If his current PITI is 600/month and you're going to get him to seller finance his 35k over 5 years, thats over 700 a month in payments just to pay back his 35k - even at a nominal interest rate. And its only getting 800 a month in rent?

I don't see the value here at all. You're better off not buying the house and saving your 700 a month in payments to build up enough for a down payment and then go buy yourself a deal in 5 years.  At least then, you'll have a house that cash flows.

It looks to me that after the 5 years, you're going to end up with a house that maybe cash flows 100 or 150 a month (assuming rents go up some there).

To me, the only way this is an opportunity is if you can get creative on how you deal with this equity.  You either need to get him to take a lot less or none at all. Or maybe get him to take interest only payments at 5% - enough so that you can at least break even while you hold thru 2015.  

Bit I still don't get your exit. After 2015, you're going to lease option the house to someone else? For how much? This guy is charging you 100% retail right? So the only way you can possibly make it work is if you get a pretty good chunk of appreciation that occurs in the next year or so. 
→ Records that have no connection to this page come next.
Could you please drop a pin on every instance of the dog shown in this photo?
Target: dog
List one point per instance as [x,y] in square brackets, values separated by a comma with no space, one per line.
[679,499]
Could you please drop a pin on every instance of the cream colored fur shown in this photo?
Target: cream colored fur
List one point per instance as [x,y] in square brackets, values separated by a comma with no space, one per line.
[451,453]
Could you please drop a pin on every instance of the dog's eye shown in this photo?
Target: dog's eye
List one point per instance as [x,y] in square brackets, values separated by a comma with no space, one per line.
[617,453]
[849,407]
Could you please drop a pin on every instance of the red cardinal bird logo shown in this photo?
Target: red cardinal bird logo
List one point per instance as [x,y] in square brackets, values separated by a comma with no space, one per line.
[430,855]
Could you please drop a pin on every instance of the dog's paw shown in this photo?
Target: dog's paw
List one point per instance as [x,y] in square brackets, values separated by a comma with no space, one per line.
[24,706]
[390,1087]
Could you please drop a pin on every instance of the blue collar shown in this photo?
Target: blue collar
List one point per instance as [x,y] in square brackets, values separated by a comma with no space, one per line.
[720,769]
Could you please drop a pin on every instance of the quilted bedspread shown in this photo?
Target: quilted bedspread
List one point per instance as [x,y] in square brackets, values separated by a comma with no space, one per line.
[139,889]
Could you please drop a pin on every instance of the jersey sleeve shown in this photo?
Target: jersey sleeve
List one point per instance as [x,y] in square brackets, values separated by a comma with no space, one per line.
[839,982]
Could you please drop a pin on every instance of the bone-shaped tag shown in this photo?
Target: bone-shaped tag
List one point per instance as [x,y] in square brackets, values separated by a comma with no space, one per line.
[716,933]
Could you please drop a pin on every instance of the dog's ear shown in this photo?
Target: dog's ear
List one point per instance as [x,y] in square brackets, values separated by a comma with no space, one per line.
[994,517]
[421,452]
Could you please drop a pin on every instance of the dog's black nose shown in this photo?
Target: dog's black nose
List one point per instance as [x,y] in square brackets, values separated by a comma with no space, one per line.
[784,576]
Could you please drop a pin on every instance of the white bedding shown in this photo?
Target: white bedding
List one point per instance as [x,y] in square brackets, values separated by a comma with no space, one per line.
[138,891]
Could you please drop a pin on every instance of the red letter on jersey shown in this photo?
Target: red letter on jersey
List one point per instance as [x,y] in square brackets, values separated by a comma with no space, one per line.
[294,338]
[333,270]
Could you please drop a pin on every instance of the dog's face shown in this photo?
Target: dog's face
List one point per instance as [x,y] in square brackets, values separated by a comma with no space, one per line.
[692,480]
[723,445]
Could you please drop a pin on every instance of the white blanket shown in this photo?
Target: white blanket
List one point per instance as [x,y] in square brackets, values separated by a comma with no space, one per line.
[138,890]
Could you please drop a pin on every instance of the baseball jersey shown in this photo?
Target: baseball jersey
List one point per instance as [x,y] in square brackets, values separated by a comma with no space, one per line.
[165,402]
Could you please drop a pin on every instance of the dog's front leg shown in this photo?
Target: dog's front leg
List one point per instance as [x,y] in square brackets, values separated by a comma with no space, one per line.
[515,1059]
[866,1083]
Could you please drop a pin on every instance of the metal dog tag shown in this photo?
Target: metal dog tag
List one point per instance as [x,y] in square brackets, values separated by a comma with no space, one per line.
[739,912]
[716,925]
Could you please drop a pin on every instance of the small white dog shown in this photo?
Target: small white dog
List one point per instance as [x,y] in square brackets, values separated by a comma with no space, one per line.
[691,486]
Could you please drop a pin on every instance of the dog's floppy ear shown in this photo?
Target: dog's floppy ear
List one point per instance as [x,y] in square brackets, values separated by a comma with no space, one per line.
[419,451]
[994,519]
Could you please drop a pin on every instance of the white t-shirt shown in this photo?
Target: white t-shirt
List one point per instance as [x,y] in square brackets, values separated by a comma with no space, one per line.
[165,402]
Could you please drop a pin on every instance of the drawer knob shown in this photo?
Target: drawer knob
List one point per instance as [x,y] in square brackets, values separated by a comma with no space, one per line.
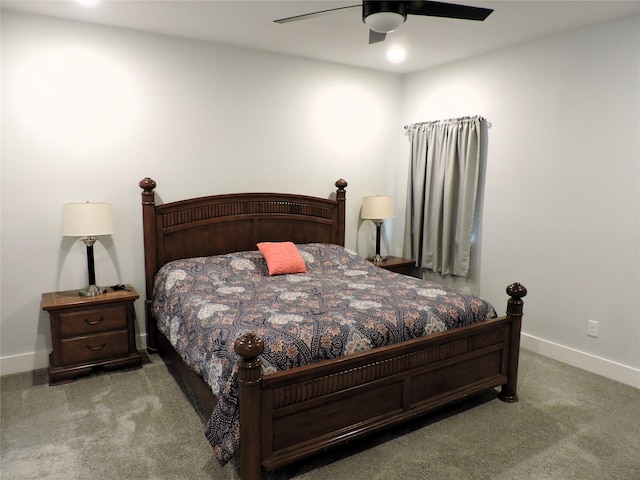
[93,322]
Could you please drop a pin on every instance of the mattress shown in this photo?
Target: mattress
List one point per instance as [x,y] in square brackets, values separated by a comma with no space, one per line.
[343,304]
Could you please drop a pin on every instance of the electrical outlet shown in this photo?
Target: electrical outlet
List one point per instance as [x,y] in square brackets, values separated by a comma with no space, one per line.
[592,328]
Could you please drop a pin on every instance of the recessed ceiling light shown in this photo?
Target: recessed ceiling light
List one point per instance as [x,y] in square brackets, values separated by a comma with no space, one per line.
[87,3]
[396,54]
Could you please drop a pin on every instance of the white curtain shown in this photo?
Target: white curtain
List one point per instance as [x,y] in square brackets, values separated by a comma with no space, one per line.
[442,192]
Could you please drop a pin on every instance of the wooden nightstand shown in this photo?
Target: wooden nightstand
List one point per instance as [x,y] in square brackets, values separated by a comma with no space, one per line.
[405,266]
[89,332]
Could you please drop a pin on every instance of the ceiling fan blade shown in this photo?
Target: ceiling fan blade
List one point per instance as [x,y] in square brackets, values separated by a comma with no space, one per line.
[449,10]
[313,14]
[375,37]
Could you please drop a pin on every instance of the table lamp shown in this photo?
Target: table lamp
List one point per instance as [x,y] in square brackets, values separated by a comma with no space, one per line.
[377,208]
[88,220]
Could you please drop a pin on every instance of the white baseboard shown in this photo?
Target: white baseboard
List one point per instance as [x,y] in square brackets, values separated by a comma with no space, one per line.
[585,361]
[26,362]
[621,373]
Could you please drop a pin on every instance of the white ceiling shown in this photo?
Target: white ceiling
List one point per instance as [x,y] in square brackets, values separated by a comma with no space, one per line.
[340,37]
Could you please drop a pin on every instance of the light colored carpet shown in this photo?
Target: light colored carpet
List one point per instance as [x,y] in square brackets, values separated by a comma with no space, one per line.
[569,424]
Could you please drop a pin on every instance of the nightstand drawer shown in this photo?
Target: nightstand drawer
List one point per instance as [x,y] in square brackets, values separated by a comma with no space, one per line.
[88,322]
[93,348]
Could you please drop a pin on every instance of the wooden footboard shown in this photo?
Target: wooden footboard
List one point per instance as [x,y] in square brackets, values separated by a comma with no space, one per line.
[289,415]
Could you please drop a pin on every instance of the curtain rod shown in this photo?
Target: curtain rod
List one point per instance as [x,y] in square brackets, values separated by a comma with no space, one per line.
[479,117]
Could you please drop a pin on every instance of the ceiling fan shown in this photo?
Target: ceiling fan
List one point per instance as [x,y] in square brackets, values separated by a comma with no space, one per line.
[385,17]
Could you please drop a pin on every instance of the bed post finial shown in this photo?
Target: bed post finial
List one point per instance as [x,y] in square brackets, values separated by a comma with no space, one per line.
[514,311]
[341,184]
[249,346]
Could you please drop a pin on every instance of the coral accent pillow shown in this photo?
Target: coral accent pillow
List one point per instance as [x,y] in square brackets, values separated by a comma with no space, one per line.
[282,257]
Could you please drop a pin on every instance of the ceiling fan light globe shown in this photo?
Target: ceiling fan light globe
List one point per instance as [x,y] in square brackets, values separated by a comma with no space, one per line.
[384,22]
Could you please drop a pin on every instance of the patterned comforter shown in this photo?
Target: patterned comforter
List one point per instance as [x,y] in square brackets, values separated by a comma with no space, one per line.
[343,304]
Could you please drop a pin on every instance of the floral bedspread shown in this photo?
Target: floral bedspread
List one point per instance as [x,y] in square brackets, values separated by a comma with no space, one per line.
[343,304]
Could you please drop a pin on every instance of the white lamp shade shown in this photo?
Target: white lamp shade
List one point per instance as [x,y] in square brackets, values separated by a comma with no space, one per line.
[87,219]
[384,22]
[377,207]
I just don't see how you're going to make money on this unless you can get him to give up that equity he's asking for......

remind him what is his lowest price he would take from an agent, then remind to subtract the 6% realtor & then any seller concessions after they have an inpsector through & how much time they'll lose there(even if a buyer buys)

NO.  This is not a good deal.  But also, you wouldn't be owner financing it if you took it over subject to, you would just take over his payments of his existing mortgage.  That $200/mth cash flow could get eaten up real quick too.  One of the best perks about a Subject to is the back end profit, which for you there none because he wants his equity.  

I would walk away and find something else.  

Wait a minute, I assumed that you meant that he wanted his equity at closing when you sold the house for a higher price.  Now that I read your post again, I think you mean when you take it over.  I don't really consider that a closing, it's more like signing a lease.  But if that is the case, then you should definitely forget about this deal.